規定の10mA流しても電池ライフが50時間もありそうなので Good と思います。

【基板】
HPA_kane_DC_BAL_4.jpg

電源コンデンサ1つを左に配置し、バランスコネクタ位置を大きく開けました。

バランス型を一般の方はあまり作らないので小ロットで準備しようかと考えてます。

---------  2015/10/27 追記  ----------
基板を発注すべく準備をしていたが、スカスカ状態のバランスコネクタ取り付けエリアを見ていて思いつきました。

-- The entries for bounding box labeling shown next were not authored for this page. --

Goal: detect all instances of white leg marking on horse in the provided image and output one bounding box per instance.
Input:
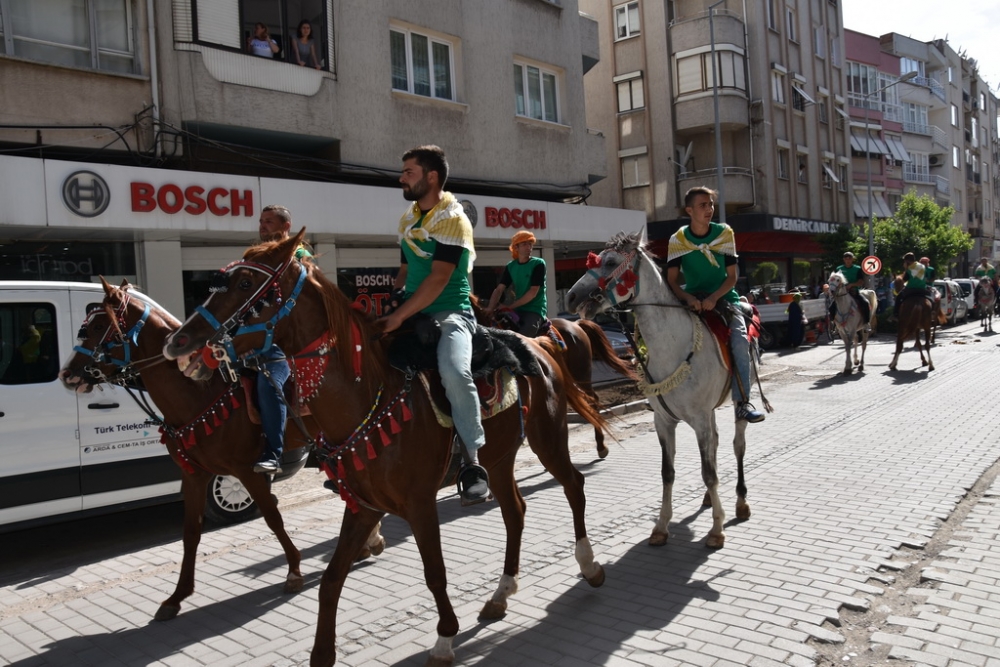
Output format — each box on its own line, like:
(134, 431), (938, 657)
(575, 537), (601, 579)
(431, 636), (455, 660)
(493, 574), (517, 604)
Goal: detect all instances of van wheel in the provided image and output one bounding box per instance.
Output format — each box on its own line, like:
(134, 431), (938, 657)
(205, 475), (271, 525)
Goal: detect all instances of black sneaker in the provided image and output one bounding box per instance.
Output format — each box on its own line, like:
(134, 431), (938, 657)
(736, 402), (764, 424)
(458, 463), (490, 507)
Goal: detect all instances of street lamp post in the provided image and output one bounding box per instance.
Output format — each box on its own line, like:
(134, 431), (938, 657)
(708, 0), (726, 224)
(862, 72), (917, 289)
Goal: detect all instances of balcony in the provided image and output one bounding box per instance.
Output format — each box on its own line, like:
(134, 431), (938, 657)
(674, 90), (750, 134)
(677, 167), (753, 206)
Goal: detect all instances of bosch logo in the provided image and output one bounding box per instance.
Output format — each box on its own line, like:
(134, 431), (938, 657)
(63, 171), (111, 218)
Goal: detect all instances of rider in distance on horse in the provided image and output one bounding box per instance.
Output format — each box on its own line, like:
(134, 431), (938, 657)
(382, 146), (490, 505)
(893, 252), (934, 318)
(667, 187), (764, 424)
(486, 231), (548, 338)
(830, 251), (872, 328)
(253, 204), (312, 474)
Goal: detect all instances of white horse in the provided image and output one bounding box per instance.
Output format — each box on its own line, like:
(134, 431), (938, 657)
(827, 271), (878, 375)
(566, 231), (750, 549)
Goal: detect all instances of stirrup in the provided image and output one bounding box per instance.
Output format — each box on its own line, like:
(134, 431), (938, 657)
(458, 463), (490, 507)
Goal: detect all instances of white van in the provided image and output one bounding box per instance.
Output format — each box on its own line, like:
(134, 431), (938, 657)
(0, 281), (296, 532)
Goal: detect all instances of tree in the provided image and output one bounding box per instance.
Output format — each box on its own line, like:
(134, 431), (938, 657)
(814, 225), (868, 275)
(875, 191), (973, 275)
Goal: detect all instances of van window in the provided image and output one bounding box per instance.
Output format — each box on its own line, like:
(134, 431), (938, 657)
(0, 303), (59, 385)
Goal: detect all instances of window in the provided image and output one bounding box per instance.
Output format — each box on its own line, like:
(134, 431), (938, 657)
(389, 28), (455, 100)
(615, 2), (639, 40)
(622, 155), (649, 189)
(616, 76), (646, 112)
(234, 0), (332, 69)
(514, 63), (559, 123)
(677, 48), (747, 95)
(771, 70), (785, 104)
(813, 25), (826, 58)
(0, 303), (59, 385)
(0, 0), (138, 74)
(778, 148), (788, 181)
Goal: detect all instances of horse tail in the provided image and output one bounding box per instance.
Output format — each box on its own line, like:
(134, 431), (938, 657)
(535, 337), (608, 433)
(577, 320), (639, 380)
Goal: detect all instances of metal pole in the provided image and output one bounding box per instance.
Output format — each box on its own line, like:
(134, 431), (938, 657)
(708, 0), (726, 224)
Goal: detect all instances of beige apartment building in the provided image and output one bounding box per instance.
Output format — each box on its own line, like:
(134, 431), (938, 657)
(0, 0), (646, 314)
(580, 0), (854, 286)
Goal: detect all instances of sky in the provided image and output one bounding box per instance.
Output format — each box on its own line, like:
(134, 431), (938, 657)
(841, 0), (1000, 93)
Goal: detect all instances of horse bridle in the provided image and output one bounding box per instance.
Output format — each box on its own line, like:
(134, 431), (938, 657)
(195, 257), (306, 363)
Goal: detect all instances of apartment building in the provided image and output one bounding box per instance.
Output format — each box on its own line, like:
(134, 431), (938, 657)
(0, 0), (645, 314)
(580, 0), (854, 292)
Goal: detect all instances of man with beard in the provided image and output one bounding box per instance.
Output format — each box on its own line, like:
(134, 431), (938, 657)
(382, 146), (489, 505)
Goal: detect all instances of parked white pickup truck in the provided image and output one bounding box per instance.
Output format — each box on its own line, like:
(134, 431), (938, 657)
(757, 299), (826, 350)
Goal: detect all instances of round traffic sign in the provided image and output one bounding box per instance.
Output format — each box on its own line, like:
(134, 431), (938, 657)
(861, 255), (882, 276)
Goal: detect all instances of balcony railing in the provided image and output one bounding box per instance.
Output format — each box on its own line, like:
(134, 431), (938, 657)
(903, 120), (932, 136)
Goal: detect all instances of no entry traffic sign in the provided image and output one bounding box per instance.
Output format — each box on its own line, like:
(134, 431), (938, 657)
(861, 255), (882, 276)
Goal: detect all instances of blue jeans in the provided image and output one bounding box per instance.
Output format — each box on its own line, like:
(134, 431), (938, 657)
(431, 310), (486, 455)
(729, 313), (750, 405)
(257, 345), (292, 462)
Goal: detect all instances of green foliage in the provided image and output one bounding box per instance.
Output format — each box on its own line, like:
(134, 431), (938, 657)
(875, 191), (973, 276)
(750, 262), (778, 285)
(813, 225), (868, 275)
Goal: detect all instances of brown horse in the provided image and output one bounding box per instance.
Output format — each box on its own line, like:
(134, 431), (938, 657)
(164, 229), (604, 667)
(470, 295), (639, 459)
(889, 276), (936, 371)
(59, 278), (385, 621)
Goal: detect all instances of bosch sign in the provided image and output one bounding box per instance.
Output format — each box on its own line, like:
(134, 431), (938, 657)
(486, 206), (545, 229)
(131, 181), (254, 218)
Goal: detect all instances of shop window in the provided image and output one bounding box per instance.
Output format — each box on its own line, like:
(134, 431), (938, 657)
(0, 0), (138, 74)
(0, 303), (59, 385)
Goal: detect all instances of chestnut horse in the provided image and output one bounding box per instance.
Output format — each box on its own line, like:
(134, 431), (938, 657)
(164, 229), (604, 667)
(59, 278), (385, 621)
(889, 276), (937, 371)
(470, 295), (639, 459)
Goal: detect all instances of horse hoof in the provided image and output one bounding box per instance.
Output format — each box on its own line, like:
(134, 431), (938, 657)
(368, 536), (385, 556)
(479, 600), (507, 621)
(284, 574), (306, 595)
(153, 604), (181, 621)
(705, 535), (726, 549)
(584, 565), (604, 588)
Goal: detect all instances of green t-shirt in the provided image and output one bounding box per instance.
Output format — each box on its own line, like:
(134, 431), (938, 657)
(837, 264), (862, 285)
(680, 222), (740, 303)
(400, 218), (472, 314)
(507, 257), (548, 317)
(906, 262), (927, 289)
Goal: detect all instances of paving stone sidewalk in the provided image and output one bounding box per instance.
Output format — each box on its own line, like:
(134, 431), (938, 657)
(0, 320), (1000, 667)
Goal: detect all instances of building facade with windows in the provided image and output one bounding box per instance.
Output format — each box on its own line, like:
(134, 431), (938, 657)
(0, 0), (643, 314)
(580, 0), (854, 292)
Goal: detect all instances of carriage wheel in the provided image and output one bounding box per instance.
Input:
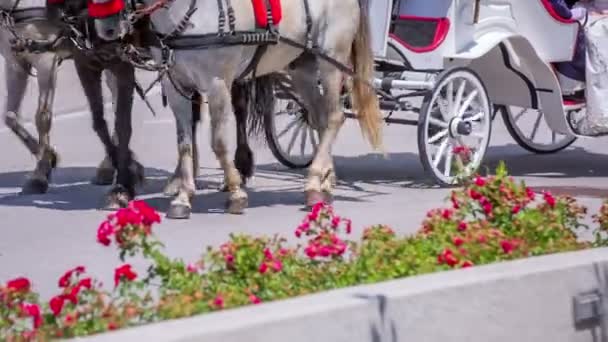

せっかくの金田式もどき構成のバランス型HPAなのであるのだから、単三乾電池の低電圧だけではなく Li-ion電池も搭載できればどうだろうか、という欲が出ました。

しかし充電回路やUSBコネクタはスペース的にとても無理なので、せめてLi-ion電池保護回路だけは付けてみました。
このHPAでは保護回路付き単三型Li-ion電池取り付けが厳しいので、最低保護回路が必要です。これが無いと過放電でLi-ion電池が壊れます。HPAで自己充電ができませんが、安価な充電器が売っていますので、それを使って頂こうと思います。

低電圧電池を使う場合は保護回路をジャンパーします。小型のスイッチを付ければ電池の交互使用も可能にできるのですが、スペース面やニーズ面を考えて止めました。

HPA_kane_DC_BAL_13.jpg

右下に青く見えているのが保護回路基板取り付け部で裏面に取り付けます。ジャンパーは表側です。
電池電圧が上がった場合でも、今の回路定数で動作するはずです。替えるのはLED用のチップ抵抗だけでOKのはずです。